Late last week Government’s Special Advisor on the economy Professor Avinash Persaud told Barbados TODAY that Government remained resolute in its position that any debt restructuring offer for external creditors would be “similar” to what was recently given to local holders of government paper.
Persaud did not give any indication how soon external bond holders would receive the final offer, but said government was in discussions with them and had been transparent.
However, in his December newsletter, released over the weekend, Worrell pointed to a recent IMF forecast of the island’s foreign reserves to 2023, saying that it showed a drastic decrease in 2021 and 2022.
He did not give a deadline, but argued that unless a favourable agreement was reached with US bond holders, then the prized BDS$2 to US$1 exchange rate could once again be in danger.
“That forecast indicates that by 2023 the Central Bank’s reserves will have fallen to BD$879 million, a gain of less than $200 million in five years. The 2023 reserves level is below the Central Bank’s minimum target of three months of imports. Unless Government negotiates a restructuring of the US-dollar debt, which is satisfactory to all parties, the exchange rate peg will once more be in danger,” warned Worrell.
He explained that should government accept the offer by external creditors the island’s low reserves could be boosted to about $1.3 billion in the next five years.
“A committee representing US-dollar bond holders, has sent to Prime Minister Mottley, a debt restructuring proposal that ensures that the Central Bank holds on to foreign exchange gains beyond 2023. The bank would end 2023 with foreign reserves $1.321 billion. With this level of foreign reserves, the exchange rate peg would be secured,” he said.
“The proposal offered by the external creditor committee would consolidate five US-dollar bonds into a single medium-term issue that would attract a competitive market interest rate. Government would no longer need to repay US$350 million of maturing debt in 2021 and 2022. Barbados’ sovereign credit rating would immediately improve and government and its agencies would regain access to US-dollar loans,” he explained.
Back in late September, Nathalie Marshik, Managing Director and Emerging Market Sovereign Analyst with investment firm Oppenheimer told Barbados TODAY foreign creditors could believe they were being punished if they got a haircut.
Marshik had warned that Government’s debt restructuring offer to foreign creditors could be rejected if it contained terms similar to those presented to domestic bond holders.

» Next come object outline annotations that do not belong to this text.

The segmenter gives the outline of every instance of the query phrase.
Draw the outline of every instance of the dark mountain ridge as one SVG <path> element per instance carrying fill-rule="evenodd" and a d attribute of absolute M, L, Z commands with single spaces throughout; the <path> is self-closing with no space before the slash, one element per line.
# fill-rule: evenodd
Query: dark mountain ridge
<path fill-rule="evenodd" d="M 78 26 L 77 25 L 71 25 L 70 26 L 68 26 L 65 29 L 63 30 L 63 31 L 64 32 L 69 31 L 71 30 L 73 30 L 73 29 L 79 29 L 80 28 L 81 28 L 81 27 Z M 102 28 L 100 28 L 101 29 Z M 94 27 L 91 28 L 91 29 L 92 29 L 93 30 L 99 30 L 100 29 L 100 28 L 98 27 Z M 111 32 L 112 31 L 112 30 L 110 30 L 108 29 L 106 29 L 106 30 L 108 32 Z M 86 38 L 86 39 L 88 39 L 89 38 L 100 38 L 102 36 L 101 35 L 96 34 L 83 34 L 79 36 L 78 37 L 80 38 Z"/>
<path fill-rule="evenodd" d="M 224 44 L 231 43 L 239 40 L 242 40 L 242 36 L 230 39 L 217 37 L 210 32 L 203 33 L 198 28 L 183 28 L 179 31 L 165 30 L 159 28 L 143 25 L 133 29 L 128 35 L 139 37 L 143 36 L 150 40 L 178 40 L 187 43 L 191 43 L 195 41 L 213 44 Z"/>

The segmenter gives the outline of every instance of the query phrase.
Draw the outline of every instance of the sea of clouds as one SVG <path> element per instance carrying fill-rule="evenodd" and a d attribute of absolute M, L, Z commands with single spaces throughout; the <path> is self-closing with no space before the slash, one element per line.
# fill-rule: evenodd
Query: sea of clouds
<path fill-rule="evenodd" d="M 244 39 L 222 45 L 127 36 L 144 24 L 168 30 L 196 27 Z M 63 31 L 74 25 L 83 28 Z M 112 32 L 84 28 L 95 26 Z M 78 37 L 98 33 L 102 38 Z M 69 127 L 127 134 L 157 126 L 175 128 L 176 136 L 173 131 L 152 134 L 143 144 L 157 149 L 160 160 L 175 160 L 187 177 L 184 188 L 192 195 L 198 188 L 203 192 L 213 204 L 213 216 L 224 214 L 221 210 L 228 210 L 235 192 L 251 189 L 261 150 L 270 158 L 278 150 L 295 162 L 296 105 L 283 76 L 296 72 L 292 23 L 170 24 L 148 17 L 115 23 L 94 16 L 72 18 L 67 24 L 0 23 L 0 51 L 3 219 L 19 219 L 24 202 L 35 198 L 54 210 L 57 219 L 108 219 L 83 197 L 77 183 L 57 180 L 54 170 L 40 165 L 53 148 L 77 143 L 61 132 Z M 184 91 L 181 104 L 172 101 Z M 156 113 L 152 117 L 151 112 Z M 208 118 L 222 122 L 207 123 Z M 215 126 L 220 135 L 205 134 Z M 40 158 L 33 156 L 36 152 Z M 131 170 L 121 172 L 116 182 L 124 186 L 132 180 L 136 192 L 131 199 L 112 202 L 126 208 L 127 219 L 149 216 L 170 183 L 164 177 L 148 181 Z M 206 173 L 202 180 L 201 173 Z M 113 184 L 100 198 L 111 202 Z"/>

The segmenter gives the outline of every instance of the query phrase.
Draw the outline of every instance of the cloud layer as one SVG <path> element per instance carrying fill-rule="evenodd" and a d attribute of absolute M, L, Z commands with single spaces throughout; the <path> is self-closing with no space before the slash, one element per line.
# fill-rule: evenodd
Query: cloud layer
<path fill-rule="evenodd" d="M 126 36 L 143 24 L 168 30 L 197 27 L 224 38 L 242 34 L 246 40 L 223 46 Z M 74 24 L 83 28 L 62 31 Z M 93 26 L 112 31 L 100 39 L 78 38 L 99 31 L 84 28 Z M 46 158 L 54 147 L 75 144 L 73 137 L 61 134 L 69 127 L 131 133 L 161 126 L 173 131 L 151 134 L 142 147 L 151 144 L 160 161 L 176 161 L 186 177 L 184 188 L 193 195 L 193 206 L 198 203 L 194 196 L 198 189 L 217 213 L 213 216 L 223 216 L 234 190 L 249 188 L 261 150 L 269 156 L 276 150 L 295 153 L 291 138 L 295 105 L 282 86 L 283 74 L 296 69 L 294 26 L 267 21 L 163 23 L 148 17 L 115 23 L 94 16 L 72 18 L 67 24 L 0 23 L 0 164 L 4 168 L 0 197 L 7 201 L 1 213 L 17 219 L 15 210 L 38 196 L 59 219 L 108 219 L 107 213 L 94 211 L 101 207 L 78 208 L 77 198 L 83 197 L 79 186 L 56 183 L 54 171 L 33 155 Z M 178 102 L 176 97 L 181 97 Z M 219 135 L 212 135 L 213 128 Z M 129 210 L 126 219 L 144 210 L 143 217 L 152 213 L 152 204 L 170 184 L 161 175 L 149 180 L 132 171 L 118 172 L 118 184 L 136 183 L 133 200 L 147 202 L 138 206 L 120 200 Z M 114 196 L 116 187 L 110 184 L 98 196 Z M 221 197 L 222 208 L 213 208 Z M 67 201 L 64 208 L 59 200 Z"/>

“Obviously their key concern is whether there will be a haircut and they are looking very keenly at what is happening with the local currency debt, and thinking that maybe that is what will be happening to them as well,” she said, two days after the Central Bank offered to swap the majority of local debt for new debt instruments.
This would see creditors getting less interest and repayment over a longer period.
At the time the bank insisted that it was the best Government could do under the circumstances, with the alternative being the printing of money and massive lay offs in the public sector in the short-term.